In the lower part of the section, the outflow curve moved to the left, indicating total losses. The behavior of the system once gas was detected on the surface is seen in the accompanying illustration. An erroneous reading was seen in the exit flow, which is typical of gas passing through the system. The system generated an alert, signifying the presence of gas on the surface.
Both monitoring and management capabilities are based on the behavior of the incompressible drilling fluid contained within a pressurized closed-loop system. In this environment, a change in bottomhole pressure due to an influx or loss is detected in seconds by surface instruments monitoring the flow and pressure.
Conversely, a change in annular pressure (back pressure) effected by closing an MPD choke or adding fluid via a pump is quickly felt at the bottom of the hole. Small, fast changes in ECD are made easily without changing the mud system or delaying drilling.
In automatic mode, the MPD systems detects rapid fluctuations in downhole pressure, algorithmically processes them and immediately translates the data into changes in annular back pressure necessary to maintain a balance within the drilling window. In this manner, the MPD system manages bottomhole pressure even when the pumps are off while making pipe connections.
MPD technology also reduces the risk of hazardous gas production. Gas influxes are limited by MPD procedures, along with the risk of sour gas release. Any gas getting into the system is small and easily circulated in a controlled manner. The closed-loop system also contains the gas and directs it away from the rig floor.
The MPD equipment spread chosen for the GoM well consisted of several relatively common rig equipment components integrated by the Microflux control system.
A 135⁄8-in. rotating control device (RCD) with a double sealing element was specified for the well. An RCD is the defining component of an MPD operation. Installed on top of the BOP in land or offshore surface applications, the RCD effectively encloses the circulation loop with an elastomeric seal that closes the annulus and redirects the mud system returns. This creates a pressurized closed-loop system that is highly sensitive to pressure changes initiated either downhole or at the surface.
Within this closed-loop system, pressure is managed accurately through application of annular back pressure.
On the GoM well, this back pressure was provided two ways – an automated MPD choke system located downstream from the RCD and ahead of the mud handling system, and an auxiliary annular pump (in this case achieved by connecting the cementing pump already on the platform).
The choke package also includes metering to measure mass flow and pressure. This data helps inform the control system, which applies proprietary algorithms to monitor, analyze, and manage downhole pressure.

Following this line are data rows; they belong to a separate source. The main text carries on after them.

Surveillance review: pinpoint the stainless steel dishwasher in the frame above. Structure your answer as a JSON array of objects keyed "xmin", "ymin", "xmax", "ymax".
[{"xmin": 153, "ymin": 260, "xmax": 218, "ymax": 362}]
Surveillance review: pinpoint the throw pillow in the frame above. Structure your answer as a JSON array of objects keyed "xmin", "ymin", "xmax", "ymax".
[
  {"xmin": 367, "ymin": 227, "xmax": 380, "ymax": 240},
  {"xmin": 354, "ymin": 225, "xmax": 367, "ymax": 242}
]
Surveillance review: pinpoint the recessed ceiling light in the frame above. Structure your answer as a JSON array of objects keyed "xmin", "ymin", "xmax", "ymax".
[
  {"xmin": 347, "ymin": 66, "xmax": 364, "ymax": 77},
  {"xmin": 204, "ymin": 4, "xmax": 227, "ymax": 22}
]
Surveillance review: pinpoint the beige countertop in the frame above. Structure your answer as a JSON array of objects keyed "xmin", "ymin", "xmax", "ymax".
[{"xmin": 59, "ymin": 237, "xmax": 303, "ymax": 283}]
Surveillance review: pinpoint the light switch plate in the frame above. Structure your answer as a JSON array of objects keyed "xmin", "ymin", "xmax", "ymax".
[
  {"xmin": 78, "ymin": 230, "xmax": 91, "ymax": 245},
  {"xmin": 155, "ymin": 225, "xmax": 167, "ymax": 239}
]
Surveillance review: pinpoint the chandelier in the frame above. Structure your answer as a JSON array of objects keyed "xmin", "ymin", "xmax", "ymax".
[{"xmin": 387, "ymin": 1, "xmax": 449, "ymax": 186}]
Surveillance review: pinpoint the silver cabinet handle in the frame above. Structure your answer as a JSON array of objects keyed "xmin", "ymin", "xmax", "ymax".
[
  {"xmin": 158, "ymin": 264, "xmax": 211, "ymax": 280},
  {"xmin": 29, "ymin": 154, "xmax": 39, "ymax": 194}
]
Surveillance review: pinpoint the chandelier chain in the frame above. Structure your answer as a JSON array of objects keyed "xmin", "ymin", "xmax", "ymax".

The data is used for conventional well control as well as manual and automatic MPD applications. Automation speeds the time from information receipt to action being taken. In difficult wellbore environments, this enhances the ability to proactively manage influxes and losses before they become well control events.
The flowline used in the GoM application was carbon steel piping with 4-in. connections and 5,000-psi maximum allowable working pressure. It was tested at the maximum static working pressure of the rotating head.
The particular formation characteristics and the confirmed presence of large volumes of gas in kick-loss situations necessitated use of a higher-capacity fluid separator independent from the drilling equipment separator. A vertical, two-phase atmospheric separator was used to manage possible influxes. The separator had sufficient capacity and residence time to ensure the complete release of gases returning from the well. The objective was to minimize the possibility of these gases being released into the shale shaker or mud tanks.